C2 . A current question for autophagy is: is it a block in autophagic flux leading to (or contributing to) the cellular dyshomeostasis, or is autophagy increased because it is unable to manage the protracted/chronic disease stressors? While Kota et al. touch upon this question for COPD, and correctly state that there is significant conjecture with regards to this, subsequent discussion mainly lent to the increased autophagy scenario, with an extended discussion with regards to cilia (ciliophagy). Indeed, we now know the relationship between cilia and autophagy is a complex dual interaction whereby they foster each other’s activity/generation rather than a one-way situation where increased autophagy leads to the degradation of cilia (Pampliega et al., 2016). Hence, some new insights/thoughts which could weigh into the autophagic flux vs. increased autophagy debate would be welcomed.

R2. Reviewer has asked a very interesting question with relevance to autophagy: whether it is being blocked or increased during disease pathology. We believe it is too early to say that autophagy flux is blocked or there is a net increase in autophagy that could lead to disease pathology. Published literature in COPD suggests that that there is an increase in autophagy in disease, and this has been also demonstrated in the cigarette smoke-induced experimental COPD models with additional increase in ciliophagy contributing to reduced mucus clearance (Choi’s group). In asthma, it is not yet clear whether there is a block in autophagy flux or there is a net increase in autophagy, though recent data demonstrate increase number of autophagosomes in asthma that associates with lung function and ECM protein in humans (Poon et al). In experimental models of allergic asthma there is an evidence to believe that autophagy is increased in severe asthma models and inhibition of autophagy in vivo may be a viable option.

C3. Further, airway fibrosis occurs as a result of the chronic inflammation (in addition to e.g. altered smooth muscle-epithelia interactions, between themselves and the inflammatory cells), while autophagy is known to be an anti-inflammatory mechanism. Hence, beyond TGFβ, some insights into how the dysregulation of autophagy leads to fibrosis driven by complex inflammatory changes at the airways would have been informative.

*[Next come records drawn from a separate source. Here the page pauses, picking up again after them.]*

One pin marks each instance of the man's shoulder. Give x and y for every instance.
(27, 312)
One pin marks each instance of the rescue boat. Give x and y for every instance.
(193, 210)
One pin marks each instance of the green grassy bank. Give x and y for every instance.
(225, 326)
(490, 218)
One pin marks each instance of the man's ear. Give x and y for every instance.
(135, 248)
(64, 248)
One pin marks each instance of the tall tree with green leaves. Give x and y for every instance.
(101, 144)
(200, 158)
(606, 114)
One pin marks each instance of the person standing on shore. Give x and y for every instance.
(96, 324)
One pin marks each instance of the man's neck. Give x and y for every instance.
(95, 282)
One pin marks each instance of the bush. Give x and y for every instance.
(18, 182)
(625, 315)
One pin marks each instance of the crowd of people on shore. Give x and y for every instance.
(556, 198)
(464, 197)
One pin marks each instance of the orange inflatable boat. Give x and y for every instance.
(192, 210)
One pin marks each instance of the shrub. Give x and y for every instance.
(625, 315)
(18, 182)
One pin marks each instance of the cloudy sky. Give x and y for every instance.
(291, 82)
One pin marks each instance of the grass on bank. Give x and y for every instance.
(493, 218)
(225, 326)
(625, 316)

R3. We agree with the reviewer that there are complex cell-cell interactions and multitude of signalling pathways which eventually contributes to structural changes in the airways. Keeping in mind the scope of this review we have focussed on TGFβ-dependent mechanisms that are related to the activation of autophagy in the lung. We have now added text to the MS to reflect these changes.

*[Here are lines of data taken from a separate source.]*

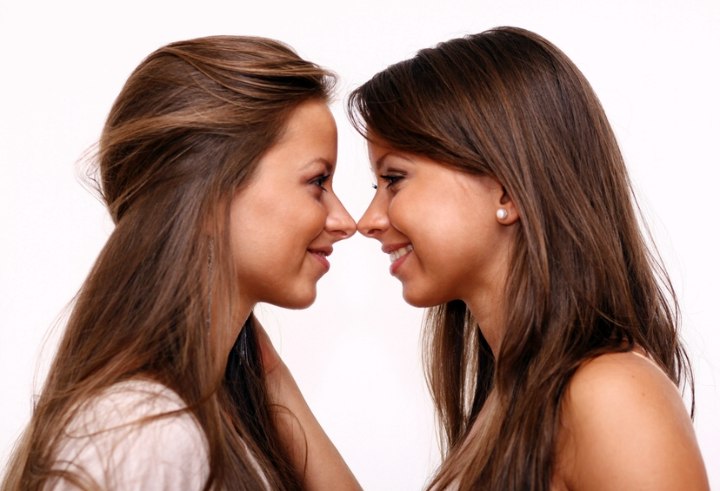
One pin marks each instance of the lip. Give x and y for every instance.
(321, 254)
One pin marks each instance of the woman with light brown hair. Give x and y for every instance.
(553, 353)
(216, 165)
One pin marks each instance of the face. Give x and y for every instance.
(439, 227)
(285, 222)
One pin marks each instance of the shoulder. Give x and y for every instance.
(134, 433)
(624, 425)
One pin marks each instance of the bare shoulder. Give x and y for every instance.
(624, 425)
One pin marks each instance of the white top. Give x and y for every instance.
(111, 440)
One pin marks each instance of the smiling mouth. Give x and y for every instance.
(398, 253)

C4 . The manner of composition on occasions lacks maturity. For example, “ATG5 encodes a protein of 276 amino acids”, is not needed in a review article. The chronological presentation of concepts/studies, should be forfeited to a style of writing that groups and discusses processes to illustrate a pattern of phenomena that helps orient/inform the reader. Avoid using definite statements such as “clearly indicates”, particularly in a review, and especially in areas where we have so much more to learn such as is the case for chronic lung disease and autophagy. Finally, approximately one third of the 55 references are review articles.

R4: We have now modified the text in the MS to reflect these changes.